Cet affaiblissement programmé aura-t-il un quelconque impact sur la guerre en Ukraine ? « Sur le terrain ukrainien, les « prouesses » de Wagner sont restées symboliques, puisque la ligne de front n’a pas spécialement bougé en neuf mois. C’est d’ailleurs pour cette raison que Prigojine a cru bon de rejeter la responsabilité de cette stagnation sur le ministre de la Défense russe, Sergueï Choïgou, et le chef de l’état-major, Valéri Guérassimov », décrypte Alain De Neve.

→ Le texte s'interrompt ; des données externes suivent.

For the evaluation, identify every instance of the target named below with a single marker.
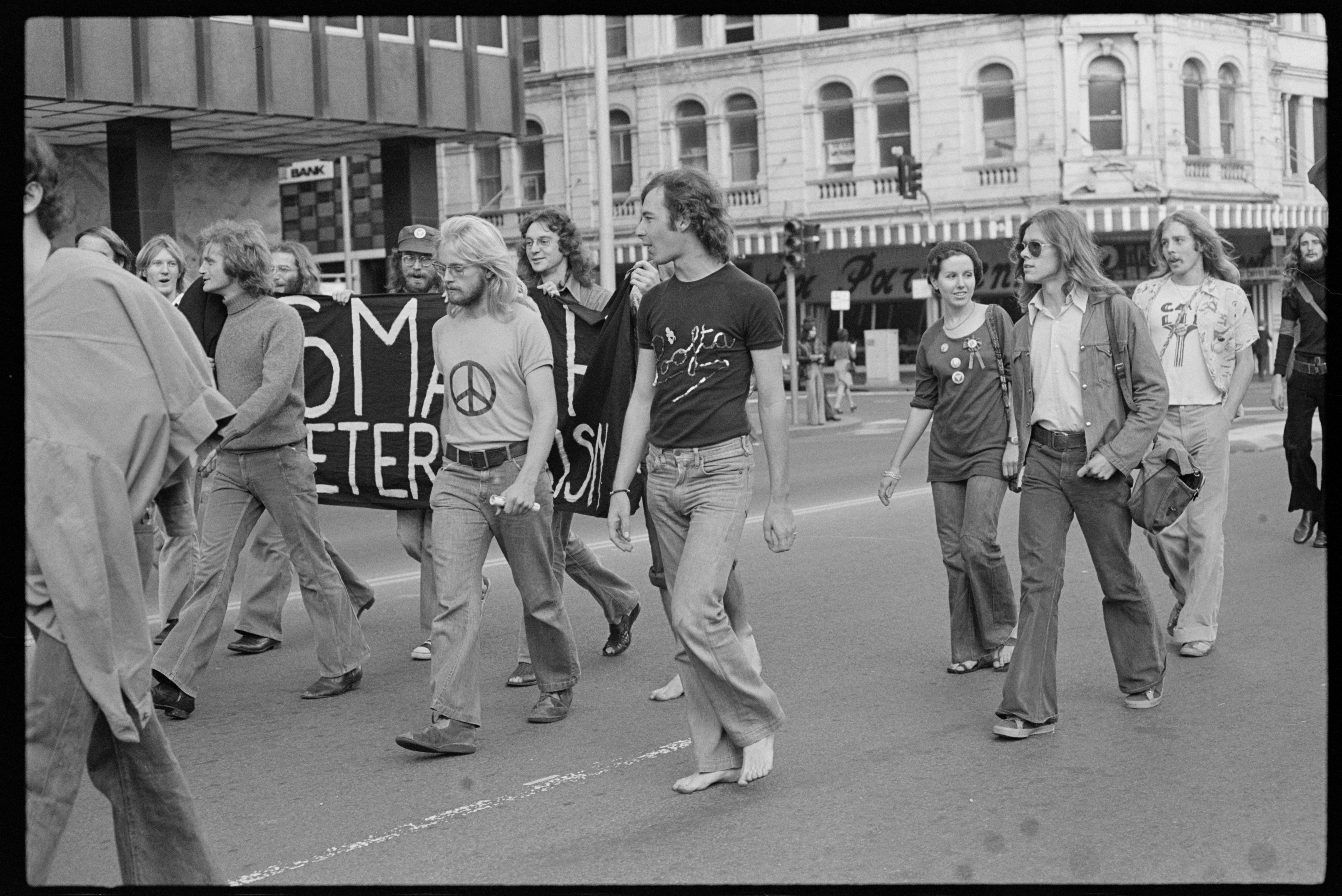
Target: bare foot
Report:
(670, 691)
(757, 761)
(701, 780)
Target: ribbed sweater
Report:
(259, 365)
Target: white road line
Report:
(543, 785)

On peut s’attendre à une grande redistribution du personnel et des moyens, de façon très discrète.
Alain De Neve
« Leur absence n’aura pas réellement d’influence sur la guerre en Ukraine, abonde Nina Bachkatov, car l’organisation avait déjà quitté les lieux depuis un moment. Et le front est d’ailleurs beaucoup plus structuré depuis leur départ. Toutefois, l’Ukraine pourra se servir de ce nouvel événement pour prouver la mésentente russe et la monstruosité de Poutine ».

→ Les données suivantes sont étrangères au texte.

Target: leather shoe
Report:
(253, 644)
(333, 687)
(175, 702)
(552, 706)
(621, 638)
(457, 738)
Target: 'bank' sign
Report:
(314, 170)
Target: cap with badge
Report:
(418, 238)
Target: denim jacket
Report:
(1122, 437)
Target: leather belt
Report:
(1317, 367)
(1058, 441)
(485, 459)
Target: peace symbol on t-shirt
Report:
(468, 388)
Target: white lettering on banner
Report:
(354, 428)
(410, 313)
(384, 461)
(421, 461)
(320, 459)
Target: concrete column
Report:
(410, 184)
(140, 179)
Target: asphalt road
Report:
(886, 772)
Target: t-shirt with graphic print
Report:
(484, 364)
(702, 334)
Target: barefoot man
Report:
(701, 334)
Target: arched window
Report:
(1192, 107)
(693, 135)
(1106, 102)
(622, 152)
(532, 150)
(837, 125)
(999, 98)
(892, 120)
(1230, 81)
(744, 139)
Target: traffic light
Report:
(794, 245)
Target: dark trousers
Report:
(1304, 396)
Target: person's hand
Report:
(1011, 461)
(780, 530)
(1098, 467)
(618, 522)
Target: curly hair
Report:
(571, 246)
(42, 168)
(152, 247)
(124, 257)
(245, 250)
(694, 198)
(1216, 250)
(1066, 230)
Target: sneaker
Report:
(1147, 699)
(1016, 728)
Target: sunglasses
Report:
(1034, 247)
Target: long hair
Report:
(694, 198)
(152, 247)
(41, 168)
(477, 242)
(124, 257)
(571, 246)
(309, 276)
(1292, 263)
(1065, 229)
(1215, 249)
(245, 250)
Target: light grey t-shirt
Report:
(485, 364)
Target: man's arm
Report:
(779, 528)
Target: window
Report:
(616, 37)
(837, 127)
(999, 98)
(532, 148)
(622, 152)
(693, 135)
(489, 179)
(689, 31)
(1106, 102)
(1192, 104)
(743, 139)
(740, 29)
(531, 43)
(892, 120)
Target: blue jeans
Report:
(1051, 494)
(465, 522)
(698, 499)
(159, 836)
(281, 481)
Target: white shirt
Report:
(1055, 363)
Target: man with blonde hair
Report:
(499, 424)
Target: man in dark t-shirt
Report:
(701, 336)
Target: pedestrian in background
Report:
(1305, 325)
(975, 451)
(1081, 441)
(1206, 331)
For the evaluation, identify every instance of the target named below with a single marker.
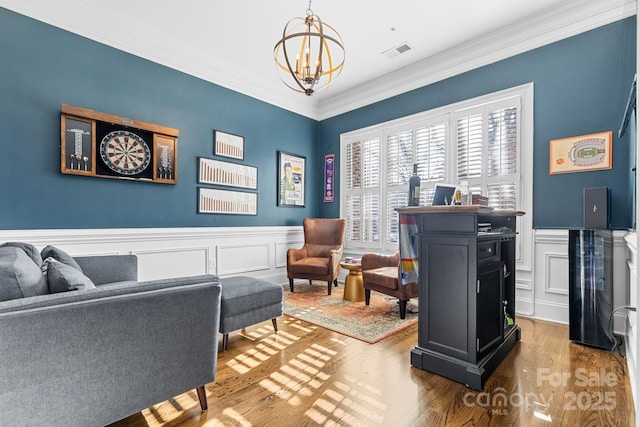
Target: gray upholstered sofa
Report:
(92, 356)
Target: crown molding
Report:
(159, 47)
(571, 19)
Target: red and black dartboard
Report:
(124, 152)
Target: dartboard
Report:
(125, 152)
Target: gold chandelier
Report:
(310, 54)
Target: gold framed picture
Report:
(580, 153)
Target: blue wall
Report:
(42, 67)
(581, 86)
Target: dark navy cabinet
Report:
(466, 311)
(591, 287)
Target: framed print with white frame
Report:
(291, 179)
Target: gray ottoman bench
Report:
(246, 301)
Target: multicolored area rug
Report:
(370, 323)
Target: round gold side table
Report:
(353, 290)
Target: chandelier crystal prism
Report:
(310, 54)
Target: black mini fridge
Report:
(590, 287)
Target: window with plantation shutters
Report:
(477, 142)
(362, 190)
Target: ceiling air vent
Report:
(395, 51)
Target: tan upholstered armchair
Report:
(381, 273)
(319, 258)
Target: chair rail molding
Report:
(174, 252)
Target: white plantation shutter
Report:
(399, 157)
(469, 146)
(430, 153)
(474, 142)
(362, 192)
(502, 142)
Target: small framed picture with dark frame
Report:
(291, 179)
(228, 145)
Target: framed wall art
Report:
(211, 200)
(225, 173)
(329, 178)
(580, 153)
(291, 179)
(228, 145)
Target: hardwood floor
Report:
(309, 376)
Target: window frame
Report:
(451, 112)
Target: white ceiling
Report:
(231, 42)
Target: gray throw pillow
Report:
(28, 248)
(60, 255)
(63, 277)
(19, 275)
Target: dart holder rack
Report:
(82, 133)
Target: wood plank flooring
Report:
(308, 376)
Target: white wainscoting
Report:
(542, 292)
(174, 252)
(549, 299)
(631, 327)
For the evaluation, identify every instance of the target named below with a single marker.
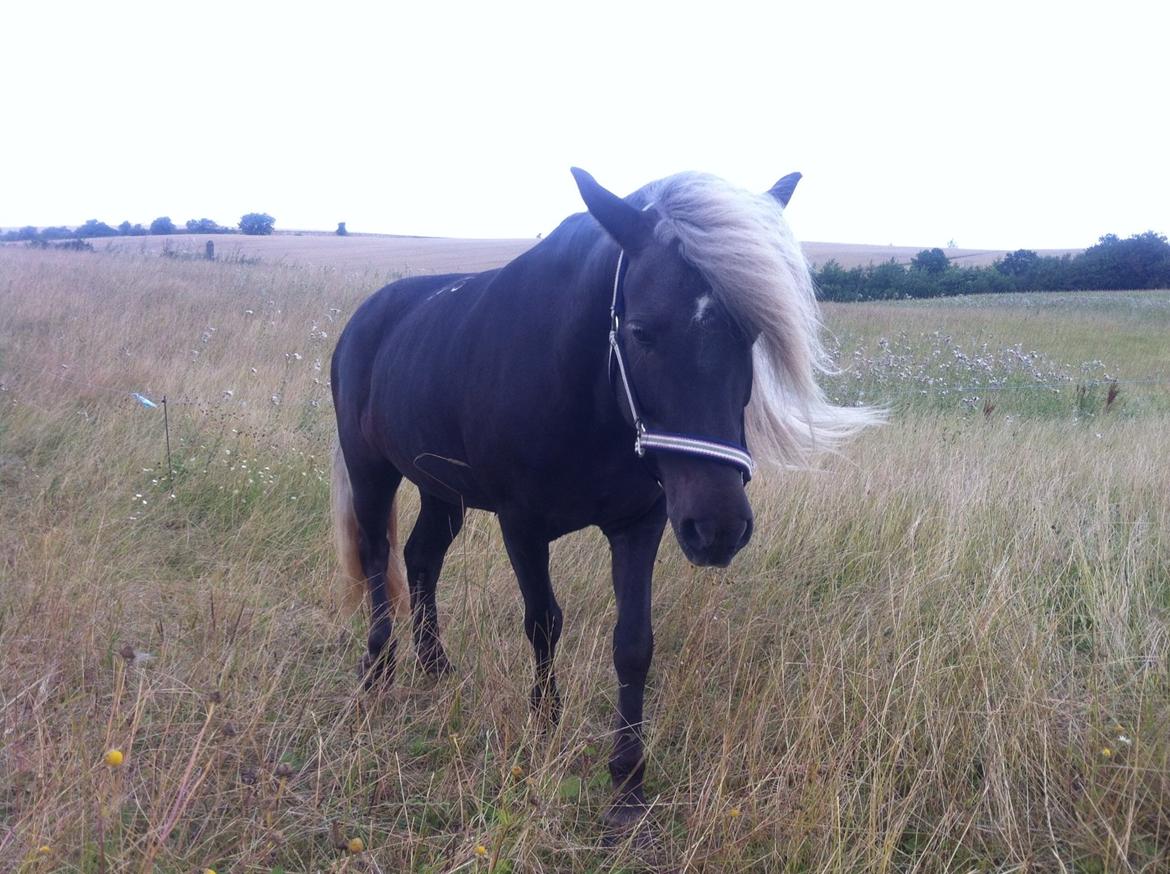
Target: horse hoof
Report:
(628, 820)
(436, 665)
(545, 706)
(376, 672)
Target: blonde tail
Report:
(352, 580)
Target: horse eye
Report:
(641, 335)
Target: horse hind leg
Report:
(434, 530)
(366, 536)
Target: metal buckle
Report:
(639, 432)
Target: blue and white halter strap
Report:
(645, 439)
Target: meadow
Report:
(947, 649)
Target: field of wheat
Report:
(945, 651)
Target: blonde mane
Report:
(742, 245)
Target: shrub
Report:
(206, 226)
(95, 228)
(257, 224)
(933, 261)
(26, 233)
(162, 225)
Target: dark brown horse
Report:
(620, 373)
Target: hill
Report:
(439, 254)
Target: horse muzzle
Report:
(708, 509)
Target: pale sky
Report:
(993, 124)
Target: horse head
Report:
(685, 370)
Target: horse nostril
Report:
(689, 531)
(747, 535)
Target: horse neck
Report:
(562, 290)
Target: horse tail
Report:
(351, 579)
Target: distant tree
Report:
(162, 225)
(26, 233)
(1018, 263)
(205, 226)
(930, 261)
(95, 228)
(257, 224)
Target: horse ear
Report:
(783, 190)
(624, 222)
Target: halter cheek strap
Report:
(645, 439)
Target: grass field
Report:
(434, 254)
(945, 651)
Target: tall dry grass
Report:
(945, 651)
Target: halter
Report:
(663, 440)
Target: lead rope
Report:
(645, 439)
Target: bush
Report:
(934, 261)
(26, 233)
(162, 225)
(206, 226)
(257, 224)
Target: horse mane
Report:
(743, 246)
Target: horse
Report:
(633, 367)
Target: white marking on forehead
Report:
(702, 305)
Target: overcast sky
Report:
(997, 125)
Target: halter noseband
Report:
(662, 440)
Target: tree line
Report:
(1137, 262)
(254, 224)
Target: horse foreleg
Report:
(433, 532)
(372, 499)
(633, 548)
(529, 554)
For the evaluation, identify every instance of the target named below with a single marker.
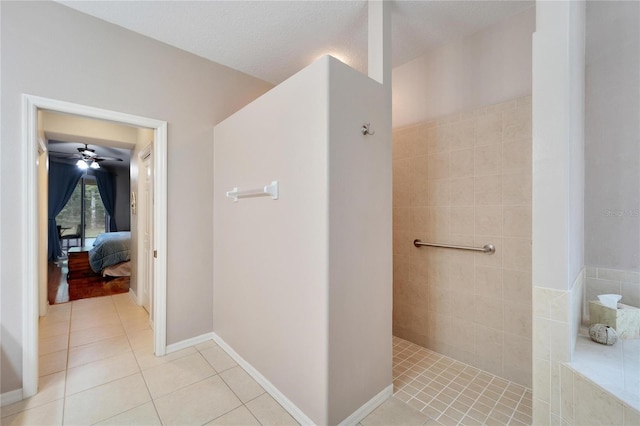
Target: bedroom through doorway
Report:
(36, 185)
(88, 202)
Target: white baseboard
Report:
(10, 397)
(134, 296)
(189, 342)
(288, 405)
(368, 407)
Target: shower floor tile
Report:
(454, 393)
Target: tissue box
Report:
(625, 320)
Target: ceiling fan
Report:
(87, 157)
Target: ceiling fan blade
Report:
(98, 158)
(64, 155)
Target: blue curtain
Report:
(63, 179)
(107, 188)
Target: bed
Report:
(111, 254)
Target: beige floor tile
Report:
(80, 316)
(105, 401)
(198, 403)
(169, 377)
(205, 345)
(49, 414)
(56, 313)
(123, 299)
(91, 352)
(133, 323)
(147, 359)
(140, 340)
(52, 344)
(96, 334)
(131, 311)
(100, 372)
(50, 387)
(242, 384)
(269, 412)
(53, 329)
(143, 415)
(394, 412)
(92, 303)
(218, 358)
(52, 363)
(92, 320)
(238, 417)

Il est donc peu probable de revoir Wagner sur le terrain ukrainien, hormis via les hommes qui ont signé un contrat avec l’armée régulière russe. En Afrique, leur rôle est également compromis. Pour Nina Bachkatov, Poutine a commis l’erreur de reconnaître le financement de l’Etat dans Wagner, ce qu’il avait toujours nié dans le passé. Les mercenaires ne peuvent donc plus agir indépendamment, en toute impunité. « On peut s’attendre à une grande redistribution du personnel et des moyens, de façon très discrète », ajoute Alain De Neve.
Vers une nouvelle rébellion ?
Sur les réseaux sociaux et les chaînes Telegram, des partisans appellent à nouvelle rébellion pour se venger de l’acte supposément commis par Poutine. Pour Alain De Neve, « voir Wagner recommencer une recette qui n’a pas fonctionné est peu probable. Lors de la tentative de rébellion fin juin, il n’y avait d’ailleurs pas autant d’hommes que l’on pensait. »

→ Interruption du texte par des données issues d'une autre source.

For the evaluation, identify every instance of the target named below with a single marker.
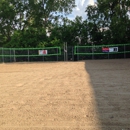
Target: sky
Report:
(80, 9)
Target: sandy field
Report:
(85, 95)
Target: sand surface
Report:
(86, 95)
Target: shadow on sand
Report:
(110, 80)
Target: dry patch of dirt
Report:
(65, 96)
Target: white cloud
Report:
(80, 9)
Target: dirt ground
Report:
(85, 95)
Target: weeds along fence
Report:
(72, 53)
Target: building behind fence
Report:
(72, 53)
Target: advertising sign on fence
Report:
(42, 52)
(110, 49)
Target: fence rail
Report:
(73, 53)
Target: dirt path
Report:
(64, 96)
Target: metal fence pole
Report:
(124, 52)
(14, 56)
(57, 53)
(28, 55)
(3, 54)
(10, 54)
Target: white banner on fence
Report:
(43, 52)
(113, 49)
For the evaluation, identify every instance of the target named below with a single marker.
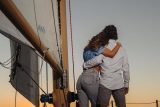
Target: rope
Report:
(72, 42)
(15, 99)
(59, 50)
(47, 77)
(36, 23)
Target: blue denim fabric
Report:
(89, 54)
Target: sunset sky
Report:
(138, 24)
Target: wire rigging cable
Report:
(72, 42)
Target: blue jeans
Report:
(104, 96)
(87, 87)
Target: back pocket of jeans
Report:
(88, 79)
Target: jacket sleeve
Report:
(93, 62)
(126, 74)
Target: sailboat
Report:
(38, 28)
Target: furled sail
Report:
(24, 73)
(40, 19)
(42, 16)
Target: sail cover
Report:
(42, 15)
(24, 73)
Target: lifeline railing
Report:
(156, 103)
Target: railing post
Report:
(156, 103)
(112, 103)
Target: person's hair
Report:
(101, 39)
(97, 41)
(110, 32)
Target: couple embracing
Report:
(105, 71)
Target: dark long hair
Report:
(97, 41)
(110, 32)
(101, 39)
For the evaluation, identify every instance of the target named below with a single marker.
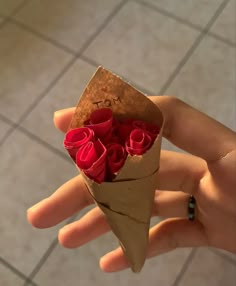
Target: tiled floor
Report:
(48, 51)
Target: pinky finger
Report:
(164, 237)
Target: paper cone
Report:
(127, 201)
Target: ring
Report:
(191, 208)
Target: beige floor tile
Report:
(3, 127)
(28, 65)
(7, 7)
(197, 12)
(225, 26)
(208, 81)
(142, 45)
(28, 173)
(8, 278)
(209, 269)
(231, 256)
(65, 94)
(80, 266)
(71, 22)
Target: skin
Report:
(209, 174)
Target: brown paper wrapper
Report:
(127, 201)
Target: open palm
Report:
(209, 174)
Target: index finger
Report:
(186, 127)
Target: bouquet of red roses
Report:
(114, 139)
(101, 146)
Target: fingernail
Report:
(57, 113)
(36, 206)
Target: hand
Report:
(209, 174)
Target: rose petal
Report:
(101, 122)
(139, 124)
(138, 142)
(153, 130)
(77, 137)
(91, 159)
(116, 156)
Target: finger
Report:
(169, 204)
(89, 227)
(62, 118)
(166, 236)
(194, 131)
(94, 224)
(66, 201)
(180, 172)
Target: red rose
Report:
(100, 122)
(138, 142)
(152, 129)
(77, 137)
(116, 156)
(91, 159)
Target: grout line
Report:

Nina Bachkatov abonde. « On ne peut pas exclure qu’il y ait de la violence, mais pas jusqu’au point d’assister à une nouvelle tentative de putsh. Avec leurs leaders, la dernière tentative avait été une comédie sans nom. Alors sans eux… »
On ne peut pas exclure qu’il y ait de la violence, mais pas jusqu’au point d’assister à une nouvelle tentative de putsch.
Nina Bachkatov
Il apparaît donc très incertain de voir une volonté et une capacité suffisante chez Wagner pour mobiliser une nouvelle révolte, sans but précis. « Et si tel est le cas, le candidat qui pourrait émerger d’un coup d’Etat en Russie risquerait de ne pas satisfaire les intérêts de ceux qui auraient provoqué ce même coup d’Etat. Ce serait paradoxal », résume l’expert de l’IRSD.
« Pour l’instant, prolonge-t-il, force est de constater que la Russie ne se fait pas mordre sur son territoire, et ce sont pas les quelques attaques de drones sur Moscou qui remettent en cause leur sécurité nationale. Avec l’élimination présumée de Prigojine, Poutine envoie un sérieux signal. Il applique un certain nombre d’actes dans un calendrier qu’il est le seul à fixer, et peut-être le seul à comprendre ».